Lana leaned forward, lowered her voice. “Doug has reading glasses. Horn-rims.”
“No kidding? Horn-rims kill me. You got them on you?” She reached back, pushed at Doug’s knee and got nothing but a withering stare in return. “Starting to think it wasn’t such a bad thing when somebody grabbed me out of that stroller, huh?”
“I’m wondering how I can talk them into kidnapping you again.”
“I’d just find my way back now. You’re awful quiet, Graystone.”
“Just enjoying watching you needle somebody besides me for a change. Almost there, Doug.”
“Just remember I’m in charge,” Callie said when Jake got off at the exit. “You three are just backup.”
“Now she’s Kinsey Milhone,” Doug grumbled.
She felt more like Sigourney Weaver’s character from Aliens. She wanted to slash and burn. But she strapped her rage down as Jake pulled in the driveway. Temper wasn’t going to blind her.
She climbed out of the car, walked to the front door, pressed the bell.
She heard nothing but the late-summer twitter of birds and the low drone of a lawn mower from somewhere up the street.
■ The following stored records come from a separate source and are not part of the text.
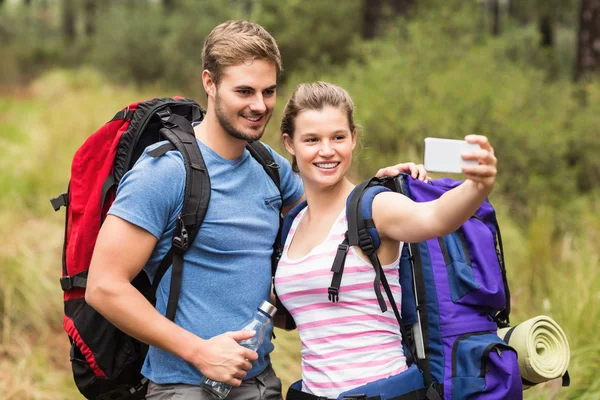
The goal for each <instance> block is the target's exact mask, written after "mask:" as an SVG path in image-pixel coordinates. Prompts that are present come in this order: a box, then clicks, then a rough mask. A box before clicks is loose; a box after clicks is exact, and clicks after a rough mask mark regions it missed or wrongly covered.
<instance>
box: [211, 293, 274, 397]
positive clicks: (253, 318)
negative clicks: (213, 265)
mask: <svg viewBox="0 0 600 400" xmlns="http://www.w3.org/2000/svg"><path fill="white" fill-rule="evenodd" d="M276 311H277V308H275V306H274V305H273V304H271V303H269V302H268V301H263V302H262V303H261V304H260V306H258V308H257V309H256V311H255V312H254V315H253V316H252V319H251V320H250V322H248V323H247V324H246V326H244V328H243V329H244V330H247V331H256V334H255V335H254V336H252V337H251V338H250V339H245V340H240V341H239V342H238V343H239V344H240V346H244V347H247V348H249V349H250V350H254V351H258V349H259V348H260V346H261V345H262V343H263V341H264V340H265V330H266V328H267V326H269V324H270V323H271V321H272V319H273V315H275V312H276ZM200 386H201V387H202V388H204V389H205V390H207V391H208V392H210V393H211V394H212V395H213V396H214V397H215V398H216V399H219V400H223V399H225V398H226V397H227V395H228V394H229V391H230V390H231V385H228V384H226V383H223V382H217V381H213V380H212V379H209V378H207V377H206V376H204V377H202V380H201V381H200Z"/></svg>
“Let me check the garage.” Jake walked off while Callie pressed the doorbell again.
“They could be out, Sunday lunch, tennis game,” Lana suggested.
“No. They know what’s going on. They know I’ve been talking to people who might remember Barbara. They’re not sipping mimosas and playing doubles at the club.”
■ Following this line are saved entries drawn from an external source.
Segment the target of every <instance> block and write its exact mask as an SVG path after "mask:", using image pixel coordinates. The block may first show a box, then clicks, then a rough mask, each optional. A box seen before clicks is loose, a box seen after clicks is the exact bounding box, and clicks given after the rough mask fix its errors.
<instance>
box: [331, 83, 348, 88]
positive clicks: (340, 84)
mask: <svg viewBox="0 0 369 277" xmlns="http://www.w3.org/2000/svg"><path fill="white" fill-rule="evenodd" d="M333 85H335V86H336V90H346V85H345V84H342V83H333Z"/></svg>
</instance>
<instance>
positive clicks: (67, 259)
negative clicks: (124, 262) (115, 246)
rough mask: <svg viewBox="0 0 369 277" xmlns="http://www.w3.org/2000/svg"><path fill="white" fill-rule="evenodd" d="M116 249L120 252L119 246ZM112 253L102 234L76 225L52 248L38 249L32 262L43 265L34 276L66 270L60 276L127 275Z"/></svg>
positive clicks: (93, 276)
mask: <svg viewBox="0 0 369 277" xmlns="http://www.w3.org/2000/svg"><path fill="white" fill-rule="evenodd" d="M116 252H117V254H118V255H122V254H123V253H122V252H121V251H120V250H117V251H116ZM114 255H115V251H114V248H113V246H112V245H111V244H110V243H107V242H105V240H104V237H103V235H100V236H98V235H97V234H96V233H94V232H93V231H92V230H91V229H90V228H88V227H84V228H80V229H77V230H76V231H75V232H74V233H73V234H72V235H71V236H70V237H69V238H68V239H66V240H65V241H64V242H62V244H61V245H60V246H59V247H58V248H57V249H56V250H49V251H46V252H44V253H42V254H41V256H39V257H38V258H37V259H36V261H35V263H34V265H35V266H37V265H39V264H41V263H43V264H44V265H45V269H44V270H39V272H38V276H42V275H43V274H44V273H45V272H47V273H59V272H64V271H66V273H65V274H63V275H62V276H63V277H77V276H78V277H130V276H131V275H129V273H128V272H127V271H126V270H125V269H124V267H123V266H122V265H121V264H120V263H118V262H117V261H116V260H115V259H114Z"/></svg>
“Garage is empty,” Jake reported.
“So we’ll break in.”
“Hold it, hold it.” Doug put a restraining hand on Callie’s shoulder. “Even if we toss out the downside of daytime breaking and entering, a place like this is going to have an alarm system. You break a window, bust down a door, the cops are going to be here before you can find anything. If there’s anything to find in the first place.”
“Don’t be logical. I’m pissed.”
She slapped a fist on the door. “They couldn’t have known I was coming. Not this fast.”
“One step at a time. Doug’s got a point about the neighborhood.” Jake scanned the houses across the street. “Upscale, secure. But a village is a village, and there’s always a gossipmonger. Somebody who makes it his or her business to know what everyone else is up to. We fan out, knock on some doors and politely ask after our friends the Simpsons.”
“Okay.” Callie reined herself in. “We’ll go in couples. Couples are less intimidating. Jake and I’ll take the south side, Doug and Lana, you take the north. What time is it?”
She studied her watch as she ran ideas around in her head. “Okay, timing’s a little off, but it’ll do. We were supposed to drop by for drinks with Barb and Hank. Now we’re worried we’ve got the wrong day or that something’s wrong.”
“It’ll do in a pinch.” Jake took her hand, linked fingers when she tugged. “We’re a couple, remember. A nice, harmless, unintimidating couple concerned about our friends Barb and Hank.”